China on May 31 officially announced the implementation of the three-child policy and relevant social support measures to further optimize childbirth policies.

China has progressively rolled out family planning policies for decades starting with the promotion of the one-child policy in 1980. Six years ago, it was modified with the introduction of the two-child policy.

According to the Seventh National Population Census conducted in 2020, as a result of the two-child policy, the proportion of children ages 0-14 increased from 16.6 percent to 17.95 percent in the past decade. The sex ratio of male to female at birth dropped from 118:100 in 2013 to around 111:100 in 2020.

China currently demands strong human capital to support economic transition. But the population has been rapidly aging in recent decades, a phenomenon which may lead to a labor shortage. It is estimated that senior citizens (aged above 60) will account for more than 30 percent of total population by 2035. The three-child policy may further curve the demographic crisis and play a role in social development on the basis of the two-child policy.

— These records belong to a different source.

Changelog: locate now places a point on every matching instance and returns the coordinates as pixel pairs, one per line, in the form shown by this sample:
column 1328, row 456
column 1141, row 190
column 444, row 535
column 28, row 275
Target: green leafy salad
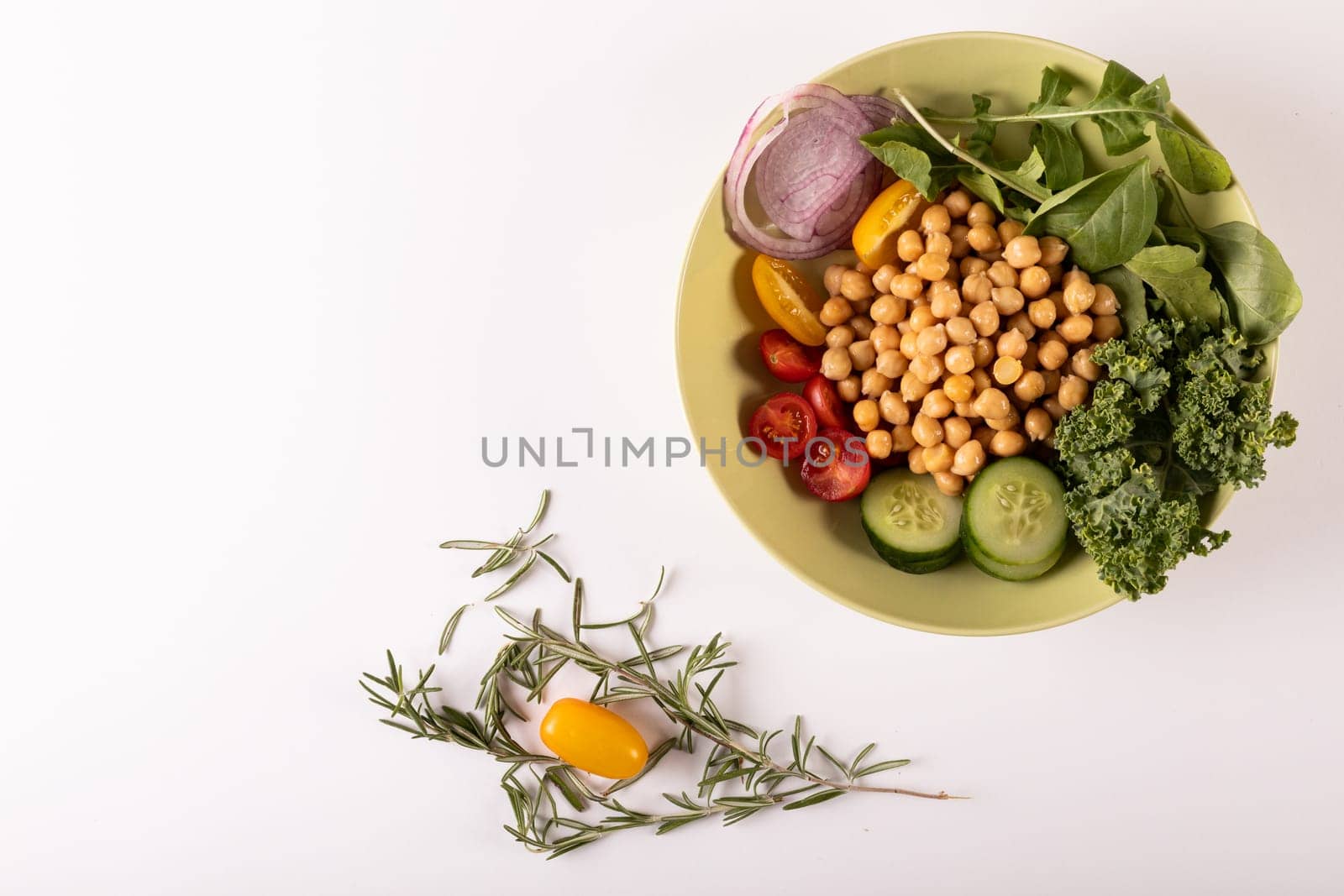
column 1183, row 409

To assure an adequate social infrastructure for women and families, the government will move forward to comprehensively enhance the social insurance system.

Plans include promoting high-quality schools and equality in education, lowering the cost of education, improving leave and birth insurance policies, passing housing and tax reform, and providing birth allowances for parents who were single children of their original families and for rural families with two girls.

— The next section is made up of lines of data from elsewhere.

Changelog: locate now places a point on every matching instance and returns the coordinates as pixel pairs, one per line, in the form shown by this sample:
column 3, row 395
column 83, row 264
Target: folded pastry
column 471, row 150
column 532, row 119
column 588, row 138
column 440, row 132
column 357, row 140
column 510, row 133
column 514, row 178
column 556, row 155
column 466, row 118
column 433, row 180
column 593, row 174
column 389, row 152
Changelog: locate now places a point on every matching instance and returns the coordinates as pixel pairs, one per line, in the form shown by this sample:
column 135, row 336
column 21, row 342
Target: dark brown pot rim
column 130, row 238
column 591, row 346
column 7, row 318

For example, starting from 2021, Shanghai has become the second region in China after a few cities in Guangdong, to provide unmarried women with maternity insurance.

But some still forecast challenges despite the growing progress in birth policy.

“With the new birth policy, women in the workplace will have more limitations in career advancement, since employers will take their birth status into consideration,” said Zhang Jun from Shaanxi Gender Development Solution.

Women are marrying and giving birth older, and more women choose not to get married at all. Registered marriage went from 13.4 million in 2013 to 8.13 million in 2020, a 40-percent decrease. Some are also less willing to have children, citing reasons such as “heavy economic burdens.”